- At the end of December, all three major US stock indexes were in position for a continued Benjamin Franklin Fish Analogy to play out.
- However, things changed during January as all three indexes reversed course and closed higher for the month.
- The bottom line remains the same: Long-term uptrends established last October are still in place and could limit investment interest in other market sectors (e.g. commodities).
Sometimes all you can do is smile at how things work out. Just as I was sitting down to write my monthly piece on US stock indexes, this one an update on the Benjamin Franklin Fish Analogy I talked about previously, my friends at the Newman Grove City Café posted their daily menu board on Twitter. Besides celebrating Harry Styles’ birthday, Wednesday’s menu included Fish-N-Chips. What a perfect lunch that would be for this first day of February.

Why? Because all three US stock indexes set aside the possibility of a Benjamin Franklin Fish Analogy with a higher close to the month of January. This fishy analytical oddity tells us that like guests and fish, markets start to stink after three months (days, weeks, whatever timeframe is being studied) of moving against the trend. As I’ve talked about on numerous occasions, all three major indexes (S&P 500, Dow Jones Industrial Average, Nasdaq) posted important technical reversal patterns at the end of October 2022 indicating previous long-term downtrends had come to an end and new long-term uptrends had begun.

A sidenote here: When discussing this on Twitter with my friends at Barchart, they were quick to make a key point, “There is still some disbelief about it (long-term uptrends) though. It’s the most hated stock market rally in history.” I had to laugh when I read this, as it is true for a number of different reasons. It also reminded me of an interview I did with Tyne Morgan a number of years ago when she asked about “the most hated rally in grains of all time”.

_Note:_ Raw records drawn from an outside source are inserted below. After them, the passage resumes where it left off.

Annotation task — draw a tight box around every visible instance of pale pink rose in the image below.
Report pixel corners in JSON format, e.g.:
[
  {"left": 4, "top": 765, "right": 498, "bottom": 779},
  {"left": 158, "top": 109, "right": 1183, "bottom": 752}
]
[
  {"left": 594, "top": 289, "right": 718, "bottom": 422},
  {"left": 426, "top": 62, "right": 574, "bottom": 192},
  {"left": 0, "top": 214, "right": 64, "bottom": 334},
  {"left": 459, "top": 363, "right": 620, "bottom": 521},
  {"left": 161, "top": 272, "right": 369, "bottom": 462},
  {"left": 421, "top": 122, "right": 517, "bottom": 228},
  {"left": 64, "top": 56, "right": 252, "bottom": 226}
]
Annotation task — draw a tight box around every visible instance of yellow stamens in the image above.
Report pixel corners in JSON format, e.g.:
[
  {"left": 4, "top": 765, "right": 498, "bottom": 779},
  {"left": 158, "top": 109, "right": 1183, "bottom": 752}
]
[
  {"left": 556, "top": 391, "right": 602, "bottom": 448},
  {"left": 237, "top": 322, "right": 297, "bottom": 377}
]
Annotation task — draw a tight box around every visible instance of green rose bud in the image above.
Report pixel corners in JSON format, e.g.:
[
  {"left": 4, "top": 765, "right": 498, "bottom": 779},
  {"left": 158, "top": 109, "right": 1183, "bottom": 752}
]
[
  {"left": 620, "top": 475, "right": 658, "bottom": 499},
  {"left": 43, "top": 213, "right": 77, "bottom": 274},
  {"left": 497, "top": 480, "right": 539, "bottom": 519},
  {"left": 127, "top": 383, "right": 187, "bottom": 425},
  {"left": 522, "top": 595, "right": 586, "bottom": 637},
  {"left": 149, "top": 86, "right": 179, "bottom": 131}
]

The S&P 500 (($INX) closed January at 4,076.60, up 237.10 (6.2%), reportedly its best January performance in four years. Had the Benjamin Franklin scenario played out, given the lower close posted at the end of December, the expectation was for January and February to follow suit setting the stage for a spring rally. Since the index closed higher last month, the question is now how soon it takes out its previous 4-month high of 4,100.96 from December 2022. The January high was 4,094.21. Eventually the index will set a new 4-month high, an important momentum indicator for the long-term uptrend.

The Dow Jones Industrial Average ($DOWI) closed last month at 34,086.04, up 938.79 (2.8%) from December’s settlement of 33,147.25. While the index could consolidate for a while, its previous 4-month high of 34,712.28 (also from December 2022) is easily within sight on the horizon. Bringing another technical factor into play: Monthly trade volume for the Dow increased during January’s rally as compared to December’s selloff, 341.2 million to 332.6 million. However, we have to attach an asterisk due to all the December holidays. It will be interesting to see what happens in February given it is a short month.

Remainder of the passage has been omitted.